Ebenfalls laut der Washington Post soll Wolodymyr Selenskyj außerdem gesagt haben, dass
„die Ukraine einfach die Pipeline sprengen und die Industrie des ungarischen [Ministerpräsidenten] Viktor Orbán, die stark auf russischem Öl basiert, zerstören sollte“.
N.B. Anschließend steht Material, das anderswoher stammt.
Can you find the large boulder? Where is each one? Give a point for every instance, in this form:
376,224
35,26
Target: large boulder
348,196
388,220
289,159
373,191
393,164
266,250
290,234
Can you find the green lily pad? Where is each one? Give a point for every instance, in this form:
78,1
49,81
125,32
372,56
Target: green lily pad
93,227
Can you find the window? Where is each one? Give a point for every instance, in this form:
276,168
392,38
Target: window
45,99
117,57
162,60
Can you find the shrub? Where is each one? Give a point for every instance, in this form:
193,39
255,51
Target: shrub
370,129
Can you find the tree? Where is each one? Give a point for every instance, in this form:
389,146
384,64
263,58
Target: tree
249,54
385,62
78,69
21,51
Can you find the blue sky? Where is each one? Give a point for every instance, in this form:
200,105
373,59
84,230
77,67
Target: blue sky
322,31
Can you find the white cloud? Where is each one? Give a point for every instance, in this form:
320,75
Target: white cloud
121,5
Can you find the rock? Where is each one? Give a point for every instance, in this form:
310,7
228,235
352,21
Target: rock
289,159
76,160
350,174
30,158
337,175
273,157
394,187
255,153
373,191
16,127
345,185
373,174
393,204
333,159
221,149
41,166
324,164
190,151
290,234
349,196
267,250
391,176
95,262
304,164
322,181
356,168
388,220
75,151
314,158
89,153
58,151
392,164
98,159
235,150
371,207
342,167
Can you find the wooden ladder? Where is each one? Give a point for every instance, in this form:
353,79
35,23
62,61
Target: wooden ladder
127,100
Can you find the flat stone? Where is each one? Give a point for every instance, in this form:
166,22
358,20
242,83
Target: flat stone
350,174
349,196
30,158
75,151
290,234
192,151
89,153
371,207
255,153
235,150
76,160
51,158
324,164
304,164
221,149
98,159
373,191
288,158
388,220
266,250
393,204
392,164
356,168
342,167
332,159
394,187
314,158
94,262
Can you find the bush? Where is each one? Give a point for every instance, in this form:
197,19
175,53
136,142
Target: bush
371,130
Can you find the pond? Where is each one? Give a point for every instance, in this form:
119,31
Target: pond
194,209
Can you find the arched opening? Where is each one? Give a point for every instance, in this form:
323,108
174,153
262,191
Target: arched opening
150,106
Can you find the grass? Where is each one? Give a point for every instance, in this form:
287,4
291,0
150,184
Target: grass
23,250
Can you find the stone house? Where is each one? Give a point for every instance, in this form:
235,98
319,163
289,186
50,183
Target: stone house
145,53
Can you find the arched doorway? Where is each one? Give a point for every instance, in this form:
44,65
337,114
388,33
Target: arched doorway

Während Kiew die Äußerungen, die Wolodymyr Selenskyj in diesem Zusammenhang unterstellt wurden, strikt dementierte und als „Fantasie“ bezeichnete, reagierte der ungarische Staatssekretär für internationale Kommunikation, Zoltán Kovács, fragend auf Twitter:
„Wie ist es möglich, dass die Ukraine ein Komplott gegen ein NATO-Land schmiedet?“
Darüber hinaus enthüllte die Budapester Tageszeitung Magyar Nemzet am 17. Mai, dass die Präsidentin der Europäischen Kommission, Ursula von der Leyen, den Ukrainern vorgeschlagen habe, den Ungarn als Reaktion auf deren Haltung zum ukrainischen Getreide den Hahn für russisches Öl zuzudrehen:
„Wenn dies die Haltung der Ungarn ist, sollten sie [die Ukrainer, AdR.] sich frei fühlen, die Öllieferungen nach Ungarn über [die Pipeline] Druschba zu stoppen.“
Dieser Vorwurf wurde allerdings von der Präsidentin der Europäischen Kommission in einer Antwort auf Fragen von Telex, dem Hauptmedium der ungarischen Opposition, zurückgewiesen.